Yes! Personal finance decisions and behaviours can easily get away from you. A ship setting sail off course by only a few degrees ends up far from its intended destination. Similarly, financial habits and routines can lead to massive gains, or massive losses, over time. A core part of planning is optimizing your financial set up by lowering fees, minimizing taxes, and protecting against unnecessary risk.
It’s a tool for better decision-making. Planning gives you context into the impact of your decisions, and what is life, but a series of decisions.
Planning starts with an assessment of your current situation. It considers where you are today, combined with forecasted economic growth rates and tax calculations, to build a trajectory of your financial life.
This allows you to explore the “What If” scenarios of your life.
We allow for no question to remain unanswered. You can explore alternative scenarios and see the impact of your decisions.
Things get done. We have the roadmap, so an action plan is needed to ensure the correct tasks reach completion.
Investments are largely outside of our control, yet they dominate focus. You can try to tame the sea, but you’re better off learning to sail.
When it comes to our financial lives, we need to be pragmatic and realistic. We need to think honestly about what areas we can control and what areas we cannot. With that kind of focus, we can find areas of personal finance that feel more like rocks and less like sand.
Camber’s dashboard draw focus to what is important by confronting the questions, “What am I trying to accomplish?” and “What is possible within my situation?”. We help define what wealth means to you and put you on the path to a rich life, well-lived.
No. We don’t sell insurance. While some Financial Planners build plans only to sell insurance products, we don’t. We are different.
No, we’ve modernized the experience. Traditional plans are spreadsheet-heavy and difficult to consume.
We believe complexity impedes understanding, so our plans are built using data visualization in order to be interactive and intuitive.
Our financial dashboard is free (seriously, it’s free; no strings attached). To access our full suite of services, including discretionary investment management, our fees start at 0.95% on the first $2,000,000, and scale down from there.
Please note, our minimum account size is $500,000.
For additional information about Camber and what sets us apart, be sure to read: What Makes Camber Different.
Q: Is it more important for financial advisors to focus on investment management or financial planning?
A: The relative importance of investment management and financial planning can vary based on individual circumstances and preferences.
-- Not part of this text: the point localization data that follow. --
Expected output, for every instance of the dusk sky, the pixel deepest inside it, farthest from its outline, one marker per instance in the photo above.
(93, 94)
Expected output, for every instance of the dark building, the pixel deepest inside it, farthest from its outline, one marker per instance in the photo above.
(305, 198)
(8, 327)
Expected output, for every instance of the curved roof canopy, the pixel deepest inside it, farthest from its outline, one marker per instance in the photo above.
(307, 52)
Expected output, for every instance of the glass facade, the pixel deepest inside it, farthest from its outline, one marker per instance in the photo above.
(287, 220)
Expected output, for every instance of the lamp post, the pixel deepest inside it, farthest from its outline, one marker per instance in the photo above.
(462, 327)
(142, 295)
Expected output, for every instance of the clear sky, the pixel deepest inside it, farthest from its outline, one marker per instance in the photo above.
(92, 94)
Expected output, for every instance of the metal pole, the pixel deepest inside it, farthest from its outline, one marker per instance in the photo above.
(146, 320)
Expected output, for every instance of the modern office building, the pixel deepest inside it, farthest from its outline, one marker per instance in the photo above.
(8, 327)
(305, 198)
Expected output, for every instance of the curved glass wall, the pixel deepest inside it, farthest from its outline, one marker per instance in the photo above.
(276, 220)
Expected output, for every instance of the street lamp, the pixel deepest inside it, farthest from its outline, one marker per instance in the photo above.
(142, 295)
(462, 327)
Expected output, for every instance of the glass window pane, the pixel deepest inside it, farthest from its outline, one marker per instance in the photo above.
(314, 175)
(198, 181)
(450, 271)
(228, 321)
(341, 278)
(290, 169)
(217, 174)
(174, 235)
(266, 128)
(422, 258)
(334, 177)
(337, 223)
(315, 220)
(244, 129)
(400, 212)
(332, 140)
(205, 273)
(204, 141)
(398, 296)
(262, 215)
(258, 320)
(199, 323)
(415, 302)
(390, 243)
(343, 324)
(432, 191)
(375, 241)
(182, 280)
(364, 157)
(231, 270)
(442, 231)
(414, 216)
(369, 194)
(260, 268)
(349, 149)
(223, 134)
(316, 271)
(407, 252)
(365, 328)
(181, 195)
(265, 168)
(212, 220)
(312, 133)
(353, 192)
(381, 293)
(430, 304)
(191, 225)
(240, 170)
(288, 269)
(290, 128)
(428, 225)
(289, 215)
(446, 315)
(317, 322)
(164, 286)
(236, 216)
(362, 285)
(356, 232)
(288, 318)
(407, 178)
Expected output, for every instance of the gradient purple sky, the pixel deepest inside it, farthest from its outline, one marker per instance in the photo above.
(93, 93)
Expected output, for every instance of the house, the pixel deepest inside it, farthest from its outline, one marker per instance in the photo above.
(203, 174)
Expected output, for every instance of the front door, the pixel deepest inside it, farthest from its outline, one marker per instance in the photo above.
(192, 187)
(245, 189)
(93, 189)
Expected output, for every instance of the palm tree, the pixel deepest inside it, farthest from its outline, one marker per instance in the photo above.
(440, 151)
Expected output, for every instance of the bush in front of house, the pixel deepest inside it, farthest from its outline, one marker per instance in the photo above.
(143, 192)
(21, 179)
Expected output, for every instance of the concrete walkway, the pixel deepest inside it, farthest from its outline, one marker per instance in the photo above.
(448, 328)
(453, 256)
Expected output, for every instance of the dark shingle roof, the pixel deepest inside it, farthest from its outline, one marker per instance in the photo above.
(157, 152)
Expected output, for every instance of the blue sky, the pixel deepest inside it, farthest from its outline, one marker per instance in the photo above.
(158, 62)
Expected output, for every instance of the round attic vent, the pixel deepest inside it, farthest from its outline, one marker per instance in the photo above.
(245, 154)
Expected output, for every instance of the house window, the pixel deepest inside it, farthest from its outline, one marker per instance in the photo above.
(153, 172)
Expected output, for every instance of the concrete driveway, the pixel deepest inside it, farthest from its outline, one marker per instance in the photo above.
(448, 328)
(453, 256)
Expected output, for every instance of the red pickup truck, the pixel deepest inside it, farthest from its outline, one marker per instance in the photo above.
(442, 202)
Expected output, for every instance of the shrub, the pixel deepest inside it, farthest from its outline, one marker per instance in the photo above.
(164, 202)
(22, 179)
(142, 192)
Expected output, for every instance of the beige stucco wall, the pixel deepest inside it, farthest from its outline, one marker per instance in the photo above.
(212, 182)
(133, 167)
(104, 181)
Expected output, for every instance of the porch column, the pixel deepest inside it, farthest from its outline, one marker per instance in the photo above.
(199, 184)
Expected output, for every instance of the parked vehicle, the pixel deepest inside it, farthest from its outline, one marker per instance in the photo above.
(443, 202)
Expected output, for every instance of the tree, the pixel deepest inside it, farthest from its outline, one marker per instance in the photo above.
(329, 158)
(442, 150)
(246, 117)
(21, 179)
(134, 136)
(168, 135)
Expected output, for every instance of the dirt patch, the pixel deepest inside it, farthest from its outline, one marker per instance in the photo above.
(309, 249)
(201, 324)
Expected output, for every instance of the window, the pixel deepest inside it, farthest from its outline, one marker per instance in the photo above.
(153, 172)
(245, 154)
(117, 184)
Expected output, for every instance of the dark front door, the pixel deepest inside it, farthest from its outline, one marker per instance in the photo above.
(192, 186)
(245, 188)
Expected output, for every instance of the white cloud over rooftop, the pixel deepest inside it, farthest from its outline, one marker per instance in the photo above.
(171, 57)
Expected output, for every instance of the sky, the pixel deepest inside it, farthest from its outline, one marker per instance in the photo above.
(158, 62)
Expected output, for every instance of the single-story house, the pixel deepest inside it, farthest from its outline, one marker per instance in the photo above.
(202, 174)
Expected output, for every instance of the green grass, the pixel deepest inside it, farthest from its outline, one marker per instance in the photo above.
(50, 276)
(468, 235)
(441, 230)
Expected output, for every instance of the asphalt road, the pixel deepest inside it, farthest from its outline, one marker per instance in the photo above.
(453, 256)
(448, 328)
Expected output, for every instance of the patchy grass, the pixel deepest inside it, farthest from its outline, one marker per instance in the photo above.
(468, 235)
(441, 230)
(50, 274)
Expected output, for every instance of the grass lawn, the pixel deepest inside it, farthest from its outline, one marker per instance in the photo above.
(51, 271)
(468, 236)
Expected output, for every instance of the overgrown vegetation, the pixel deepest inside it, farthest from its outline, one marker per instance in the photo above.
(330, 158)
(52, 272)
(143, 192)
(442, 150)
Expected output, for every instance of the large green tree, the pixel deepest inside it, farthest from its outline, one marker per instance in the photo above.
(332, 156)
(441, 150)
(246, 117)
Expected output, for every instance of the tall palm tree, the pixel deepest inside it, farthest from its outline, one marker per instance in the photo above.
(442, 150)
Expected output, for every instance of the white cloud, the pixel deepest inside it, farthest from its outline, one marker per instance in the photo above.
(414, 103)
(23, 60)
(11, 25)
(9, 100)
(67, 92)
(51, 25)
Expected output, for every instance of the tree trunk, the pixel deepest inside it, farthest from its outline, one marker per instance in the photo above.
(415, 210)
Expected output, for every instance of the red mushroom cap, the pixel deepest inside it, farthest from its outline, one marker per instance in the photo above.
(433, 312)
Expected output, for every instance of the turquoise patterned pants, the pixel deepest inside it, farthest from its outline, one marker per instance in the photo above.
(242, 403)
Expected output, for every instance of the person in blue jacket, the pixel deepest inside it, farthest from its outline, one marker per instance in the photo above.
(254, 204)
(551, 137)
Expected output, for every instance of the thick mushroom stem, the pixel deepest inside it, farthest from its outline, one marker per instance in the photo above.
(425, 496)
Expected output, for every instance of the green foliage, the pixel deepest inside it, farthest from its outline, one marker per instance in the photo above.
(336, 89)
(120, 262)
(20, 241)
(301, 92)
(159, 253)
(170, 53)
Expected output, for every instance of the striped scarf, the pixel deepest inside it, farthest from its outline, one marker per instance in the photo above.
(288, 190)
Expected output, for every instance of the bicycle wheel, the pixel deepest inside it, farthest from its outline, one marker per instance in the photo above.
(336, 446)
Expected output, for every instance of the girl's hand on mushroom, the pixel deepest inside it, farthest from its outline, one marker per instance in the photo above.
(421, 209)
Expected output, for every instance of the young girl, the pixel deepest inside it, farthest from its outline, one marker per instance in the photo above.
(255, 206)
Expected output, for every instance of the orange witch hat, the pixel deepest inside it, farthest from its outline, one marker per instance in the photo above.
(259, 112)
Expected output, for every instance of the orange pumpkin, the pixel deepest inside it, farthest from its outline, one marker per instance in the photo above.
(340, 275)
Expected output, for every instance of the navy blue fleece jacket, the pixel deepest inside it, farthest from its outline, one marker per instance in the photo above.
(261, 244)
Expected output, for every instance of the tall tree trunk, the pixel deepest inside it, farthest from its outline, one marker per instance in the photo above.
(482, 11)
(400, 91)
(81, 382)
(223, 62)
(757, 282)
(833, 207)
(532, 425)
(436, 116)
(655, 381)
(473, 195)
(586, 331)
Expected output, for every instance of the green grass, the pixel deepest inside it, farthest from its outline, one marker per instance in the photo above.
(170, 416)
However, in general, financial planning takes precedence over investment management for several reasons:
Comprehensive Approach: Financial planning encompasses a broader range of financial aspects, including budgeting, cash flow management, tax planning, retirement planning, estate planning, risk management, and more. It addresses the entirety of a client's financial life and goals, considering factors beyond just investments.
Goal Alignment: Financial planning focuses on understanding the client's financial goals, risk tolerance, time horizon, and unique circumstances. It aims to develop a customized plan that aligns investment strategies with specific objectives, ensuring investments are integrated within the broader financial context.
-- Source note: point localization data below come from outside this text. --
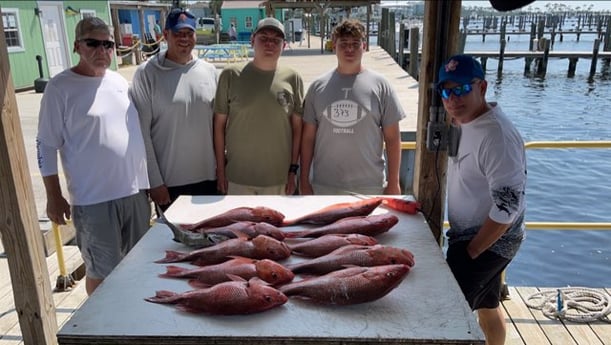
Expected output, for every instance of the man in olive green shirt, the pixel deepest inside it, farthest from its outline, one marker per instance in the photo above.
(258, 120)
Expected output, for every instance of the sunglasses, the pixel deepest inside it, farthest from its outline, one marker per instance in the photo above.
(458, 91)
(93, 43)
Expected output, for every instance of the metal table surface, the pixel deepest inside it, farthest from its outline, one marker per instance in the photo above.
(427, 307)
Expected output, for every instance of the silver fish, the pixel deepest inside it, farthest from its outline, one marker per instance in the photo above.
(190, 238)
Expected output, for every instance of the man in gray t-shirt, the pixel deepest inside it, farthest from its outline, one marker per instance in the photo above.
(350, 114)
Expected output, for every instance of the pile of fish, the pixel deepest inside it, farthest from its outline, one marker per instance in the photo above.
(236, 268)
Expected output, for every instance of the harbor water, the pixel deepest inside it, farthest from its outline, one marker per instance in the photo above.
(564, 185)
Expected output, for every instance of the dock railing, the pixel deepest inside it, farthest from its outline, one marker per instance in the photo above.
(596, 144)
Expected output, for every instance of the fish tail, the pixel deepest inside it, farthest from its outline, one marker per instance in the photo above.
(289, 222)
(295, 234)
(173, 272)
(163, 296)
(172, 256)
(198, 284)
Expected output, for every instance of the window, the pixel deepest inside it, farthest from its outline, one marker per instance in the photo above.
(248, 22)
(87, 13)
(12, 32)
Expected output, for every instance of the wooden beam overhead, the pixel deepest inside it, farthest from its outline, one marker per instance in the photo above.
(322, 3)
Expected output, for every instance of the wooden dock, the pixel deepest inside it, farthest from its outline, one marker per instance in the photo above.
(525, 326)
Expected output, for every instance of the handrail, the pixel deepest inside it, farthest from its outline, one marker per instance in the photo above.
(411, 145)
(559, 225)
(595, 144)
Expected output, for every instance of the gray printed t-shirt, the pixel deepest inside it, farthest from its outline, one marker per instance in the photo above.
(350, 112)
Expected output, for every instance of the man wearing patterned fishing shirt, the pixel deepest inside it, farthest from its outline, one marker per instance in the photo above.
(486, 182)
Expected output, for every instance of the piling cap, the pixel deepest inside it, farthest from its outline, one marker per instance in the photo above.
(461, 69)
(270, 23)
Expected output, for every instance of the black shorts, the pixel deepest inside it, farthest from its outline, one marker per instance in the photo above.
(480, 278)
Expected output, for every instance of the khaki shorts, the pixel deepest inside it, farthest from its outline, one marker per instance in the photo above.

Risk Management and Diversification: While investment management involves selecting and managing investment assets, financial planning incorporates risk management strategies that extend beyond individual investments. It emphasizes diversification, asset allocation, and risk mitigation across various asset classes, aiming to achieve long-term financial security.
Financial Decision-Making: Financial planning helps individuals make informed decisions beyond just investment choices. It addresses cash flow management, debt management, insurance needs, tax optimization, and other financial considerations that impact overall financial well-being.
Long-Term Perspective: Financial planning takes into account the long-term view of a client's financial journey. It emphasizes building a sustainable and adaptable financial plan that can withstand changing circumstances, market conditions, and evolving goals.
While investment management is an important aspect of financial advisory services, it is best approached within the context of a comprehensive financial plan. By focusing on financial planning first, advisors can ensure that investment strategies align with clients' goals, risk tolerance, and overall financial well-being. This holistic approach enables clients to achieve their desired outcomes and navigate the complexities of their financial lives more effectively.